Upon admission, your registration is, in principle, valid for five years. Four to six months before the end of the five-year registration period you will receive a letter asking if you wish to renew your registration.

If you wish the latter, you will have to complete the entire registration procedure again. The Board of Court Experts intends to develop the re-registration procedure in the near future. This procedure will assess the continued development of the field of expertise in question, and the specific registration requirements applicable will be updated accordingly. In addition, the Board will consider whether it is possible to avoid re-registration becoming unduly burdensome and to allow certain elements of the registration procedure to weigh less heavily for experts wishing to renew their registration.

Conditional registration

In circumstances where you have applied for inclusion in the register and the Board of Court Experts finds that you have sufficient professional knowledge but not quite enough forensic legal knowledge and experience, you will be conditionally registered for a certain period: generally two years. During this time, you will be expected to immerse yourself further in your skills and to improve these techniques in relation to forensic-legal aspects; such as knowledge of Dutch law and of the action required of you as an expert during a court session. At the end of this period, you will be re-assessed to see whether your conditional registration can be upgraded to an unconditional registration. The fact that registration is conditional is not published on the website. Your name simply appears in the register.

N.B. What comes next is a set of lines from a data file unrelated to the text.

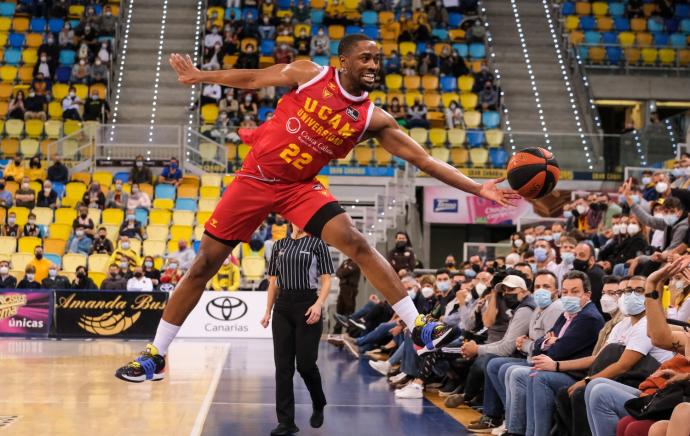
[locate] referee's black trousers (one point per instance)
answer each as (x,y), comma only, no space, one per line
(295,340)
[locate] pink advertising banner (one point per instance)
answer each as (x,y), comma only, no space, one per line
(446,205)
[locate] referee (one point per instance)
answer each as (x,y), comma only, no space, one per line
(297,263)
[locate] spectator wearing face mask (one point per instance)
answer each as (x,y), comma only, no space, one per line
(138,198)
(29,281)
(140,173)
(139,282)
(31,228)
(79,242)
(171,174)
(82,280)
(117,198)
(7,281)
(114,281)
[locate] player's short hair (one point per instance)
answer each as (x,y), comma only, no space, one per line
(348,41)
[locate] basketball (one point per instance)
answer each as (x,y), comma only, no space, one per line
(533,172)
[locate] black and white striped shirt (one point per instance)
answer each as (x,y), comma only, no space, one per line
(298,263)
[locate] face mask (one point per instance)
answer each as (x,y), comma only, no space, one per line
(580,265)
(540,254)
(511,300)
(542,297)
(571,305)
(609,303)
(670,219)
(631,304)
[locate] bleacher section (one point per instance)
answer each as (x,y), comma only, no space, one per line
(606,33)
(21,36)
(478,144)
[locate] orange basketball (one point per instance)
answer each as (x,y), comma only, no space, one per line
(533,172)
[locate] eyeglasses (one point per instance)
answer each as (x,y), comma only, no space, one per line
(638,291)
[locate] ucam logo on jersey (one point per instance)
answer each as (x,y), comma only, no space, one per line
(227,315)
(445,205)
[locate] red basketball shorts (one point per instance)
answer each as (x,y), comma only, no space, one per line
(247,201)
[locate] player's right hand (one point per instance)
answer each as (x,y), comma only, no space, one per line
(187,73)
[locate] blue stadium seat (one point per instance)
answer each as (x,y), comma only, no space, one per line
(454,20)
(621,24)
(370,17)
(477,51)
(63,74)
(7,9)
(55,24)
(186,204)
(498,157)
(38,25)
(678,40)
(568,8)
(165,191)
(67,57)
(475,138)
(142,215)
(588,22)
(448,84)
(491,119)
(616,9)
(16,40)
(615,54)
(13,56)
(267,47)
(317,16)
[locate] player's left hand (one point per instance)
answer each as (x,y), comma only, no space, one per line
(313,313)
(504,197)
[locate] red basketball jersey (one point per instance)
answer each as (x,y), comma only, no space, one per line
(313,124)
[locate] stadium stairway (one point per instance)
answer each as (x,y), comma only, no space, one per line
(515,80)
(142,56)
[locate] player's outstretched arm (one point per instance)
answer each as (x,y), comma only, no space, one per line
(293,74)
(384,128)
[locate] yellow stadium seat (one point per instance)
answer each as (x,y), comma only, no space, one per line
(99,262)
(44,215)
(479,157)
(60,231)
(468,101)
(649,56)
(14,128)
(26,244)
(153,248)
(472,119)
(183,217)
(71,261)
(163,203)
(20,260)
(22,214)
(160,216)
(8,244)
(113,216)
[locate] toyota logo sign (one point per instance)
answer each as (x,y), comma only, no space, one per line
(226,308)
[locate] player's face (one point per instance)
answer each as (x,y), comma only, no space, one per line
(362,64)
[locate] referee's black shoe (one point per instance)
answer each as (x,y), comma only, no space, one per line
(284,430)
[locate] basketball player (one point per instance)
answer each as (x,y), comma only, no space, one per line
(322,118)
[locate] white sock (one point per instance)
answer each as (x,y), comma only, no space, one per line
(407,311)
(164,335)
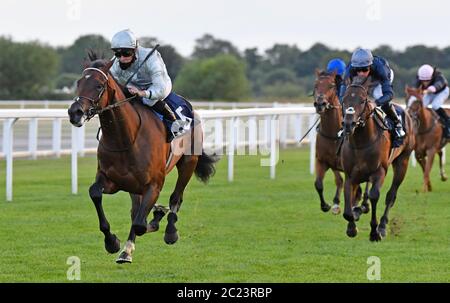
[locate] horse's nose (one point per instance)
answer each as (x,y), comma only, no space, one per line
(75,114)
(349,120)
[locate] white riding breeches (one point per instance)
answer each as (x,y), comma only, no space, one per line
(377,91)
(436,100)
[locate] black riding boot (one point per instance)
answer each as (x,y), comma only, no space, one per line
(445,121)
(392,114)
(162,108)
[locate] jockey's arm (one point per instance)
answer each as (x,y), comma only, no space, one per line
(440,82)
(161,83)
(388,93)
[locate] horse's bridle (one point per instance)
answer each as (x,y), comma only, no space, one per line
(321,97)
(415,117)
(361,121)
(95,103)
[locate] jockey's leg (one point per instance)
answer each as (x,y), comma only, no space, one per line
(436,104)
(445,120)
(162,108)
(389,110)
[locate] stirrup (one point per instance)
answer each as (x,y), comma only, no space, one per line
(399,132)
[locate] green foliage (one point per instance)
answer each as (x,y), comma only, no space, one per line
(218,78)
(207,47)
(74,56)
(173,60)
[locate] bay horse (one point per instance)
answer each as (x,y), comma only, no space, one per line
(133,155)
(366,156)
(328,107)
(429,135)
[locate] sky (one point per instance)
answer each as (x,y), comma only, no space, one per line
(344,24)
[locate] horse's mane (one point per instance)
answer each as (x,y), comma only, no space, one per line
(358,80)
(97,60)
(324,73)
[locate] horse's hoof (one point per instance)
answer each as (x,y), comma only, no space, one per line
(112,245)
(171,238)
(325,207)
(357,211)
(336,210)
(365,208)
(382,232)
(352,232)
(139,229)
(152,227)
(124,257)
(375,236)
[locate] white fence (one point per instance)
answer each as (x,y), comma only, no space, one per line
(280,126)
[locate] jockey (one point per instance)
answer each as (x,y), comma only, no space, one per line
(152,83)
(364,64)
(337,65)
(435,88)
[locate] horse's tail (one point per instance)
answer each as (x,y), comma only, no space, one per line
(205,166)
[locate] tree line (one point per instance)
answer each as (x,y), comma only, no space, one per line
(216,69)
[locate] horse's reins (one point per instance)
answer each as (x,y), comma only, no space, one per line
(94,111)
(328,106)
(361,122)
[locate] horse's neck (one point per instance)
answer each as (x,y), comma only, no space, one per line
(367,134)
(120,124)
(331,121)
(426,118)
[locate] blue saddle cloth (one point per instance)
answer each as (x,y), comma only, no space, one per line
(182,109)
(396,142)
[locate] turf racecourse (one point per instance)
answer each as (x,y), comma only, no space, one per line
(252,230)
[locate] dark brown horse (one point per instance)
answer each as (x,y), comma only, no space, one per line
(429,135)
(327,105)
(366,156)
(133,155)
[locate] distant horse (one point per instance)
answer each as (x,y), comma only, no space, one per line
(327,105)
(366,156)
(429,135)
(133,155)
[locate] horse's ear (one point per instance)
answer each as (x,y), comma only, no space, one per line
(333,73)
(368,81)
(108,65)
(407,89)
(318,71)
(86,63)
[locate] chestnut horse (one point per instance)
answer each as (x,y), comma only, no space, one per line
(133,155)
(429,135)
(326,103)
(366,156)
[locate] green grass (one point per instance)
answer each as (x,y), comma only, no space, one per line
(252,230)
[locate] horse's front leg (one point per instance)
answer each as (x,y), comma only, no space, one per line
(321,169)
(185,166)
(428,166)
(102,184)
(149,197)
(441,166)
(127,251)
(374,196)
(349,196)
(336,210)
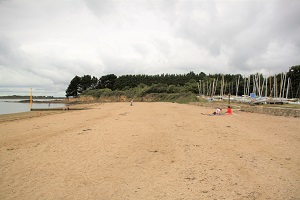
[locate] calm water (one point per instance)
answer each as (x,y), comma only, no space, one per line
(8,106)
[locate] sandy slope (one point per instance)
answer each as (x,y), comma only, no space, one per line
(150,151)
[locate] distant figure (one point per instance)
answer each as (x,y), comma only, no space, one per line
(218,111)
(229,111)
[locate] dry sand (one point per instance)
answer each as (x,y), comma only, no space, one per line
(149,151)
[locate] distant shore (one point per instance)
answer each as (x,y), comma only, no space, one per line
(150,150)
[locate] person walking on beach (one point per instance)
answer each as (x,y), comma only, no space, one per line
(229,111)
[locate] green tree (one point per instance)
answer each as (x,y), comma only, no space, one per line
(107,81)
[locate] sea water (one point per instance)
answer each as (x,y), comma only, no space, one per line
(8,106)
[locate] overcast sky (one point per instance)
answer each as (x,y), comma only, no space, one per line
(45,43)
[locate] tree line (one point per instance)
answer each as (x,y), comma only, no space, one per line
(201,83)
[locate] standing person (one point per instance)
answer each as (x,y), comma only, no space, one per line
(229,111)
(219,111)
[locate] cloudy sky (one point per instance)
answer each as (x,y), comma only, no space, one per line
(45,43)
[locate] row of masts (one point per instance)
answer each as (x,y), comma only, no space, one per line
(257,84)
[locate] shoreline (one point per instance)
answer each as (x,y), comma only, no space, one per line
(149,151)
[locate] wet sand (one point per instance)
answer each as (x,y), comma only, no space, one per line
(149,151)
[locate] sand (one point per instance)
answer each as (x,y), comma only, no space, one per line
(149,151)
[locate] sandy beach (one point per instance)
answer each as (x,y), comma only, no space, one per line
(149,151)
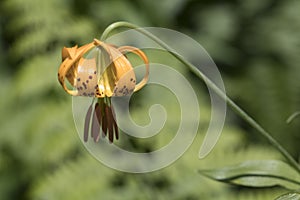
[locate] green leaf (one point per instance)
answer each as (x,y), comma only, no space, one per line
(289,196)
(262,173)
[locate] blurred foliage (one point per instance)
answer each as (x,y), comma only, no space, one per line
(255,44)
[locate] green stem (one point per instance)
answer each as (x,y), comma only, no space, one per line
(210,84)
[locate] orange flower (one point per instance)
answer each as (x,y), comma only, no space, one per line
(100,70)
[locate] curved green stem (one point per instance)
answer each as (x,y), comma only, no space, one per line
(210,84)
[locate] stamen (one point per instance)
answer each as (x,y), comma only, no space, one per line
(87,123)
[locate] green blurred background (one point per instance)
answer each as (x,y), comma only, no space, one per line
(255,44)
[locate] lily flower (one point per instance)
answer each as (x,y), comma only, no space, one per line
(100,70)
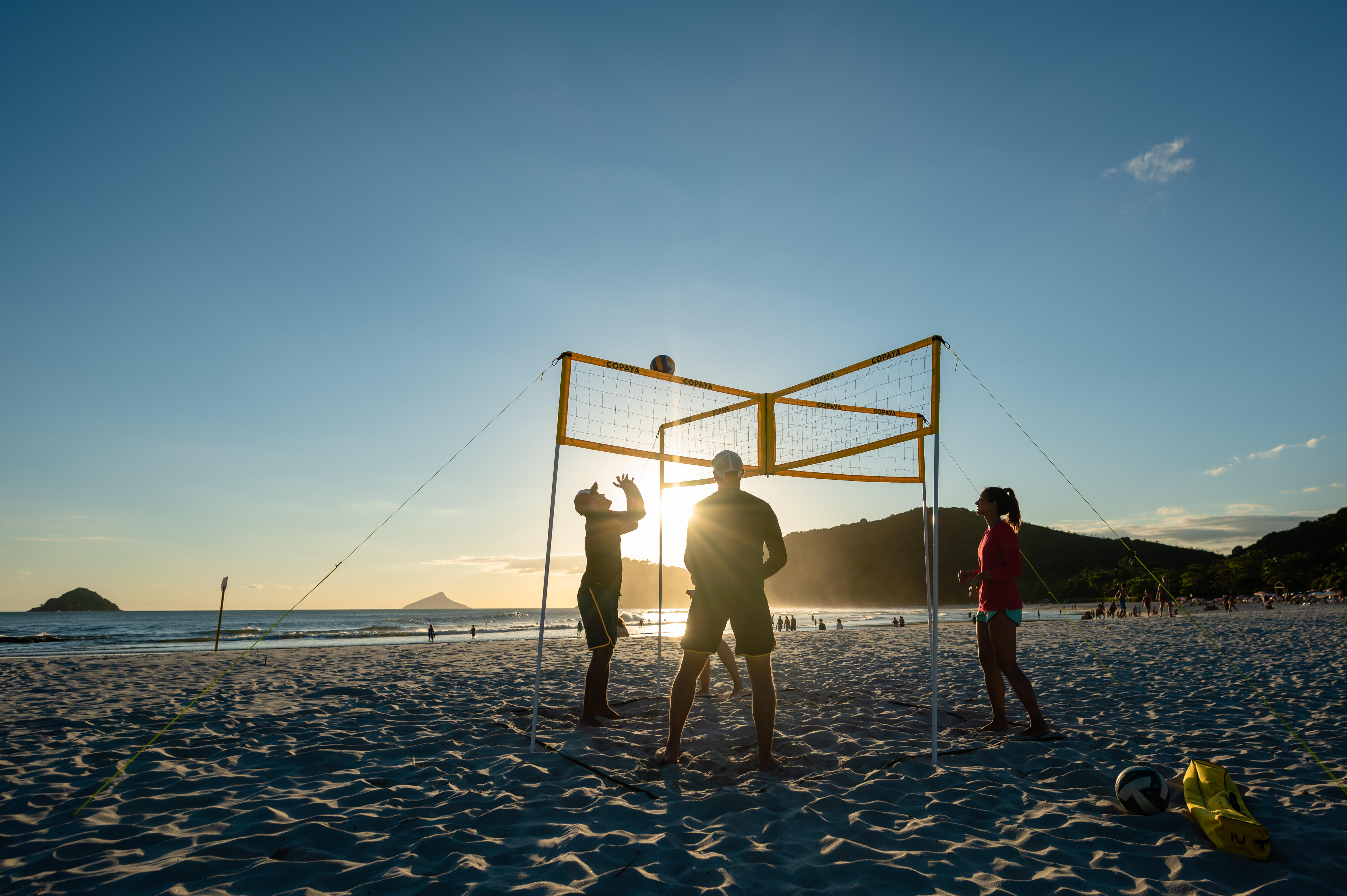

Since February 2012, experts may enrol in a legal course intended specifically for criminal law experts working in a context. The NRGD has officially accredited two courses for this purpose. Experts may enrol in the Expert in criminal cases specialization course offered by the Open University/Maastricht University or Leiden University. Both courses devote attention to the structure of legal proceedings, the law of evidence, and various legal terms and tenets. The total study load for these courses is approximately 80 hours. If you complete one of these courses successfully, you will have met the knowledge requirement laid down in Article 12(1)(b) of the Register of Court Experts in Criminal Cases Decree (Besluit register deskundige in strafzaken).